In the past, we've thought of our feudal system of government as, at worst, a charming inconvenience.
Allegheny County's big cluster of tiny little townships and boroughs, established back in horse-and-buggy days, was a quaint holdover that offered more benefits than burdens.
Sure, it cost us all a little extra in duplicated services (Neighboring municipal headquarters just blocks apart! Garbage haulers negotiating separate contracts for every 300 or 400 homes!), but the distinctive identity it provided each cozy community (I'm from Bellevue! Well, I'm from Ben Avon!) was prized.
Now, thanks to another devastating flood, we can see that this system of government isn't merely inconvenient. It is essentially and devastatingly unfair. It has become, in fact, a kind of "taxation without representation" that would have had our forebears fomenting a revolution.
The car has been a common convenience for almost a century now. Kids no longer take trains and horse-drawn wagons to escape a steamy city summer for the far-flung farms and forests of Camp Horne Road.
Most of those kids, in fact, are all grown up and living with their children and grandchildren in new subdivisions on those once remote farms, and on former farms in new suburbs like Marshall, Pine and Richland.
But we've clung to a system of government -- a system of organizing ourselves supposedly for the common good -- that allows us to ignore the fate of our most vulnerable neighbors: the people who still live where the rain running off our booming suburban developments merges to fill the Three Rivers.
No, this fragmented system doesn't just allow us to ignore our neighbors' fate, it allows us to actively make things worse.
Can anyone look at the pictures of this month's repeated flooding in Millvale and not think we're doing something very wrong? The decades of debris clogging Girty's Run and the extra millions of gallons of water sweeping through nearby basements didn't come from Millvale. It came from upstream, where independent townships can build and pave and build some more, without a thought for what they're doing to the (usually less prosperous) people downstream. This has to change.

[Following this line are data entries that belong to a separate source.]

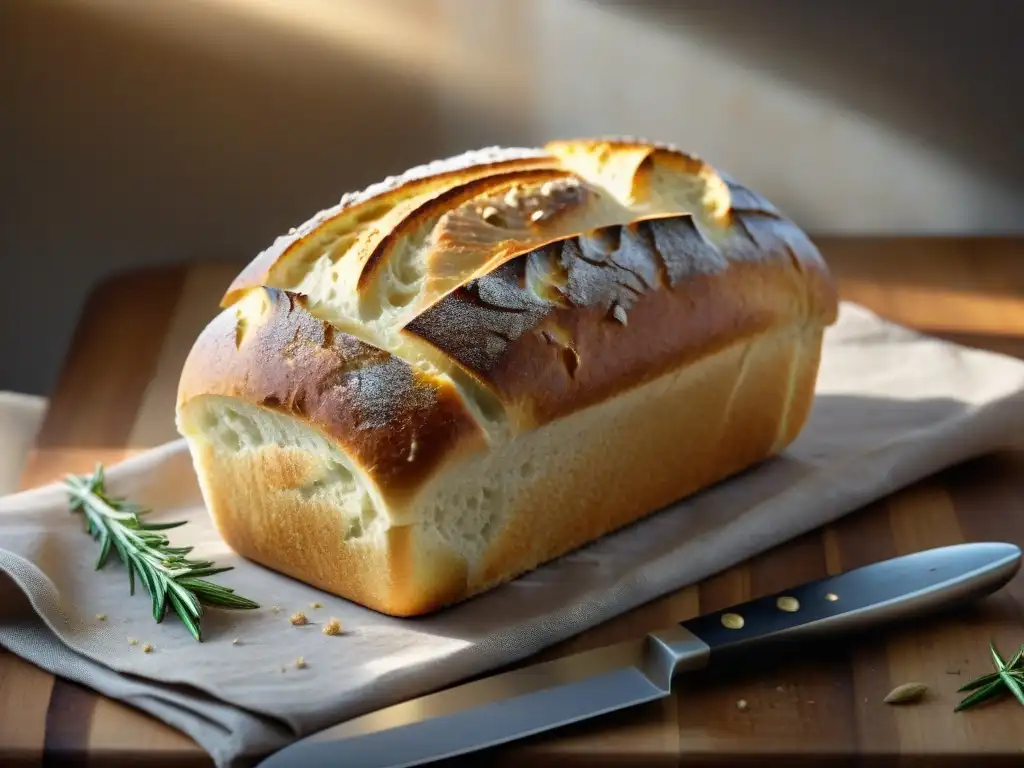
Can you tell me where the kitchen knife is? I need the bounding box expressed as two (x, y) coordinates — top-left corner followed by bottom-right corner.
(260, 543), (1021, 768)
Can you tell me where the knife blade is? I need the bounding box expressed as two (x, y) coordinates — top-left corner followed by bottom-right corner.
(259, 542), (1021, 768)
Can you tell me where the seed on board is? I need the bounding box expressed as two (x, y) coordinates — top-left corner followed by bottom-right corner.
(775, 595), (800, 613)
(323, 617), (341, 635)
(883, 683), (928, 703)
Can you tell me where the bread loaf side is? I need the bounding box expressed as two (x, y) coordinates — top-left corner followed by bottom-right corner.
(177, 139), (837, 615)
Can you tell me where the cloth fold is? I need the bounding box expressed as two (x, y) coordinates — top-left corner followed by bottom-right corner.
(0, 303), (1024, 766)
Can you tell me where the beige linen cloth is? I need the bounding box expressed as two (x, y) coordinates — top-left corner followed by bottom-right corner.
(0, 304), (1024, 766)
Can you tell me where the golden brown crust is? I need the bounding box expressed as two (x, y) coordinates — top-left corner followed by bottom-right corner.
(221, 147), (555, 307)
(404, 214), (835, 429)
(178, 289), (483, 499)
(178, 138), (838, 615)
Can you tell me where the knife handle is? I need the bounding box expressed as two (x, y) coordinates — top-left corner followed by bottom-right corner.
(648, 543), (1021, 680)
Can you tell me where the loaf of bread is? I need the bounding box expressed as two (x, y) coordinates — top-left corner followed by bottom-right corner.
(177, 139), (837, 615)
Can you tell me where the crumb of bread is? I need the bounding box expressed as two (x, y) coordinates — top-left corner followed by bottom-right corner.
(324, 617), (341, 635)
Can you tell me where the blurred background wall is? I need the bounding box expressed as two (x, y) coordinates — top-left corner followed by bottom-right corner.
(6, 0), (1024, 392)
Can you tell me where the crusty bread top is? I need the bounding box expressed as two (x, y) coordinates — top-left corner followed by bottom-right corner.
(222, 138), (730, 331)
(178, 138), (838, 493)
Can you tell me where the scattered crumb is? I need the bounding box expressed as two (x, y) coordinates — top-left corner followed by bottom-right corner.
(883, 683), (928, 703)
(324, 617), (341, 635)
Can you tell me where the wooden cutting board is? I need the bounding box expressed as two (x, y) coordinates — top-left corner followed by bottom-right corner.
(0, 238), (1024, 768)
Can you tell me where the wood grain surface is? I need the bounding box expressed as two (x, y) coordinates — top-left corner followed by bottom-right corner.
(0, 238), (1024, 768)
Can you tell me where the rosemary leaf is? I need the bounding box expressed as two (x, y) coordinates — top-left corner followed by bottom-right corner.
(65, 465), (259, 642)
(953, 641), (1024, 712)
(999, 670), (1024, 705)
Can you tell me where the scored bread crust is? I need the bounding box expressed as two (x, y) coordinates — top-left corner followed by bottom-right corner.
(177, 139), (838, 615)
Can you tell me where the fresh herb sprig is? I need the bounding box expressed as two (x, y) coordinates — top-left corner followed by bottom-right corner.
(953, 642), (1024, 712)
(65, 464), (259, 642)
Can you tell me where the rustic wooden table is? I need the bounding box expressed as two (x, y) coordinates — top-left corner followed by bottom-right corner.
(0, 238), (1024, 768)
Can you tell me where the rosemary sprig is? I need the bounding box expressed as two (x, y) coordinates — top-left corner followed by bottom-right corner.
(953, 642), (1024, 712)
(65, 464), (259, 642)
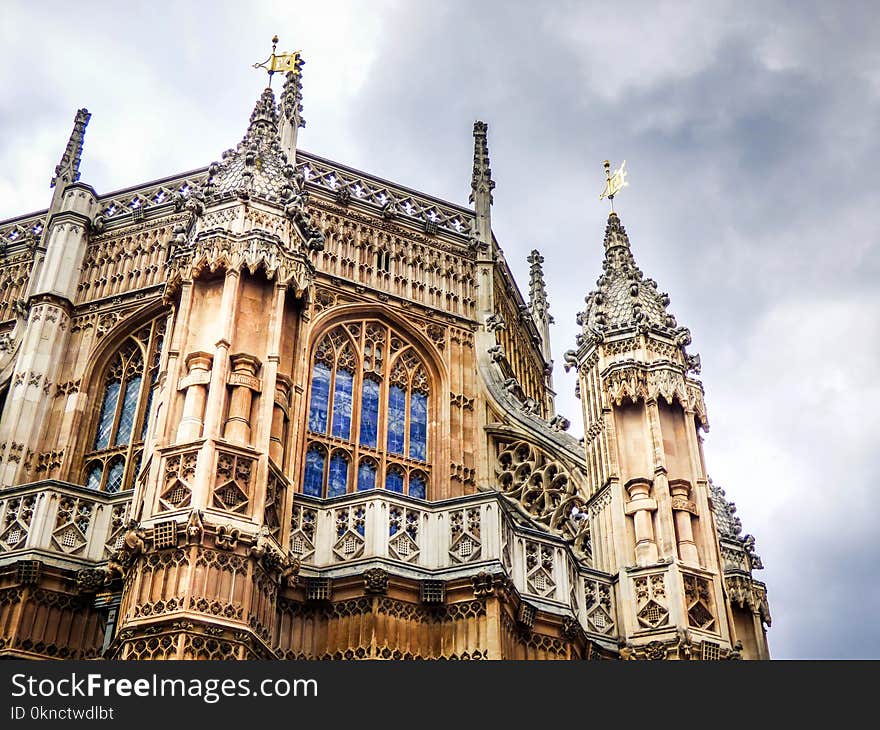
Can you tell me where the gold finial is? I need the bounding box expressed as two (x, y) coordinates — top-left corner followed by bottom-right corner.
(254, 35), (302, 86)
(599, 160), (629, 213)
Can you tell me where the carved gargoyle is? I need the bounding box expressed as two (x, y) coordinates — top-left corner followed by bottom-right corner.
(487, 345), (507, 362)
(186, 509), (205, 544)
(486, 314), (507, 332)
(214, 525), (241, 550)
(105, 520), (147, 583)
(550, 413), (571, 431)
(280, 555), (302, 588)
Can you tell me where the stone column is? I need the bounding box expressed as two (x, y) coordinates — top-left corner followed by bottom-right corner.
(669, 479), (700, 565)
(223, 353), (260, 444)
(269, 375), (292, 467)
(625, 478), (658, 565)
(177, 352), (214, 443)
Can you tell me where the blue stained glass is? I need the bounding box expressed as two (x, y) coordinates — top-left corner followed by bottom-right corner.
(106, 459), (125, 493)
(113, 375), (141, 446)
(358, 461), (376, 492)
(385, 469), (403, 494)
(95, 380), (122, 451)
(409, 393), (428, 461)
(86, 462), (104, 491)
(309, 362), (330, 433)
(333, 370), (354, 440)
(388, 385), (406, 454)
(327, 451), (348, 497)
(141, 387), (153, 441)
(303, 448), (324, 497)
(409, 474), (427, 499)
(361, 378), (379, 448)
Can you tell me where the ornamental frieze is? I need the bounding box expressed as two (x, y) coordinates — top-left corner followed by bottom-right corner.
(166, 231), (314, 298)
(602, 360), (708, 426)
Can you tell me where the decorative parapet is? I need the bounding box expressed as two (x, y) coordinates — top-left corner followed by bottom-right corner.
(289, 491), (616, 638)
(296, 151), (474, 237)
(166, 229), (315, 296)
(0, 480), (131, 570)
(601, 360), (708, 428)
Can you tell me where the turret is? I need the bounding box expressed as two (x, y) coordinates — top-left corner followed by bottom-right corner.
(468, 121), (495, 317)
(566, 176), (748, 658)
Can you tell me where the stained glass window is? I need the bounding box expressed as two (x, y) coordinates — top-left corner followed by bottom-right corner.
(385, 466), (403, 494)
(333, 370), (354, 440)
(93, 380), (122, 451)
(409, 393), (428, 461)
(309, 362), (330, 433)
(388, 385), (406, 454)
(113, 375), (143, 446)
(327, 451), (348, 497)
(358, 459), (376, 492)
(83, 316), (165, 492)
(303, 446), (324, 497)
(409, 472), (428, 499)
(86, 461), (104, 490)
(106, 459), (125, 492)
(360, 378), (379, 448)
(302, 319), (432, 499)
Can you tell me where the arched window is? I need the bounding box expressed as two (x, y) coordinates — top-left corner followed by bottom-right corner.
(302, 319), (431, 499)
(83, 317), (165, 492)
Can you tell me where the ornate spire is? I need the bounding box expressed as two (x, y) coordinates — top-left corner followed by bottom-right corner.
(468, 121), (495, 205)
(242, 87), (278, 143)
(49, 109), (92, 188)
(281, 55), (306, 162)
(202, 88), (302, 205)
(578, 212), (691, 347)
(526, 249), (553, 364)
(526, 249), (550, 319)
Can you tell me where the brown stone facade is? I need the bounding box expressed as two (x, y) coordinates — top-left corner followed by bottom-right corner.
(0, 72), (770, 660)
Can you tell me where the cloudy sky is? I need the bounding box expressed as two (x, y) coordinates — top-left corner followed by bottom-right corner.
(0, 0), (880, 658)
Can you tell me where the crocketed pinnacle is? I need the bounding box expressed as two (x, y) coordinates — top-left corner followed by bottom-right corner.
(203, 88), (301, 204)
(526, 249), (549, 318)
(578, 212), (690, 346)
(281, 64), (306, 127)
(468, 121), (495, 203)
(49, 109), (92, 188)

While touring the destruction in Millvale, County Executive Dan Onorato said he might push the state Legislature to give the county more oversight on local development to prevent this thoughtless harm. He must do this. Officials and residents of low-lying communities should hold his and their state representatives' feet to the fire.
In the meantime, these very same people should be at every planning committee or council meeting in the suburbs to their north, making sure that any new development there is held accountable for its impact downstream.

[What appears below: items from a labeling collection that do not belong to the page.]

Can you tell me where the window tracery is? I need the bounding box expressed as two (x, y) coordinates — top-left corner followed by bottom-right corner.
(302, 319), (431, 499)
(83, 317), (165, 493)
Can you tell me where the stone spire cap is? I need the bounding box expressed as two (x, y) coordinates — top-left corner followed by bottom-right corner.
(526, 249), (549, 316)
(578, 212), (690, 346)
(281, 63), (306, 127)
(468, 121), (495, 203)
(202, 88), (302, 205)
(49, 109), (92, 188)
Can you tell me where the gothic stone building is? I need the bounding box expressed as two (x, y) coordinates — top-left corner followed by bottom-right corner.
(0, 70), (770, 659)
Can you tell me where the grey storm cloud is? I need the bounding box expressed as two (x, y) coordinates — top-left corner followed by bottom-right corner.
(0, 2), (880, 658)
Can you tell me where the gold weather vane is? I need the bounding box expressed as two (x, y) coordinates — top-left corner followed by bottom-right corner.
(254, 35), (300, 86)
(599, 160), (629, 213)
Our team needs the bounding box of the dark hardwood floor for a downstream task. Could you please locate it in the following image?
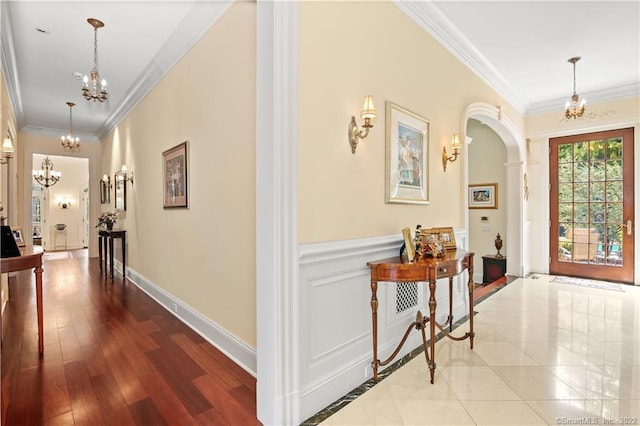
[1,250,260,425]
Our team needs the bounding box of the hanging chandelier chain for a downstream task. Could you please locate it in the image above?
[564,56,585,119]
[82,18,108,102]
[60,102,80,151]
[573,62,576,95]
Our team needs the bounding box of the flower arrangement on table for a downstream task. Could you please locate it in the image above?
[96,212,118,229]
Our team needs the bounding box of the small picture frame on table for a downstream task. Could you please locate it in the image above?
[433,227,458,250]
[11,226,26,247]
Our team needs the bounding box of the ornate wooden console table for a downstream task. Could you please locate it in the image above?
[367,249,475,383]
[98,229,127,279]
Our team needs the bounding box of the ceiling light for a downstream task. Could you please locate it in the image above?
[33,157,62,188]
[60,102,80,151]
[82,18,107,102]
[564,56,586,119]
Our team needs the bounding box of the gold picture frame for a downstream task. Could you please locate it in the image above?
[432,227,458,250]
[385,101,429,204]
[162,141,189,209]
[469,183,498,209]
[11,226,26,247]
[402,226,416,263]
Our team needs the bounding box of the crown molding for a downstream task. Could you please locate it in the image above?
[96,0,233,138]
[393,0,526,114]
[20,126,100,144]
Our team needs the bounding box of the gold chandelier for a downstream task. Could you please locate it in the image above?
[564,56,586,119]
[60,102,80,151]
[33,157,62,188]
[82,18,107,102]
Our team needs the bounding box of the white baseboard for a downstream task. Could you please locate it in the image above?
[124,266,257,377]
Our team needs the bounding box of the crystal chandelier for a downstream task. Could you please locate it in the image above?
[564,56,585,119]
[82,18,107,102]
[33,157,62,188]
[60,102,80,151]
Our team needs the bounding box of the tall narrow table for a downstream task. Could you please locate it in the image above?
[367,249,475,383]
[98,229,127,278]
[0,246,44,355]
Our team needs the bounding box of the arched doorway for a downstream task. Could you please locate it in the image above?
[461,102,530,276]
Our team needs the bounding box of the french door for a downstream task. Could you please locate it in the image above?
[549,128,634,283]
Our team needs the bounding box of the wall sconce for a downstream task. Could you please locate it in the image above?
[120,164,133,185]
[58,200,71,209]
[0,136,14,164]
[442,133,460,172]
[348,95,376,154]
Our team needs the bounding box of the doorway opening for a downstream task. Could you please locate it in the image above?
[30,153,89,252]
[549,128,635,284]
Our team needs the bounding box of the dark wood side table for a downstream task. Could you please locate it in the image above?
[98,229,127,278]
[367,249,475,384]
[482,254,507,284]
[0,246,44,355]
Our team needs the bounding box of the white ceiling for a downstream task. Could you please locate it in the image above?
[0,0,640,140]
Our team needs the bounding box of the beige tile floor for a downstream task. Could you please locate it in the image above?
[321,275,640,425]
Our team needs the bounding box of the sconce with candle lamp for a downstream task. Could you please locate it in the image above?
[442,133,461,172]
[58,199,71,209]
[120,164,133,185]
[0,136,14,164]
[347,95,376,154]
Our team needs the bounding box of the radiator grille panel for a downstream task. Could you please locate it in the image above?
[396,283,418,314]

McKnight Road may be able to handle a couple more strip malls, but can the Pine Creek watershed? Millvale residents would say "no."
The state Municipal Planning Code provides for, even encourages, this kind of input from neighboring communities, but it's rarely seen. When it is, it doesn't have any teeth, and you don't have to look to flood zones to witness the impact -- or lack thereof.
When a landslide shut down the Wal-Mart site development in Kilbuck last fall, much of the heavy traffic from Route 65 had to be diverted onto Ohio Township's two-lane roadways. Not only did the township have to pay police officers to direct the awful rush-hour traffic jams, but within weeks a small stretch near the crest of Mount Nebo Road had crumbled.
Did Kilbuck pay for this? No, although the developer had to cover some of the cost.
Perhaps a comprehensive countywide approach to development would prevent one township's unilateral and sometimes ill-advised decisions from draining the till of the township up the road -- or down the watershed.
When any small group of people can make decisions that take thousands or millions of dollars from others who were given no vote in the matter, is this representative self-government we can be proud of? After their third recent "once in a century" flood, Millvale residents would say no. So might the weary commuters driving around the Route 65 landslide.
Consolidating government services and community planning into larger, more representative bodies that share the costs, the benefits and the responsibilities of development is, at this point in local history, a good and necessary thing.
It will not, of course, guarantee that Nature's wrath and man's incompetence won't combine for more loss or even tragedy. Hurricane Katrina and New Orleans provide the most recent lesson in the truth that if human beings are involved, humans will find a way to foul things up.
But reasonable consolidations at least offer the possibility that older, less advantaged communities will have a fighting chance at fairness. Right now, they're just getting dumped on.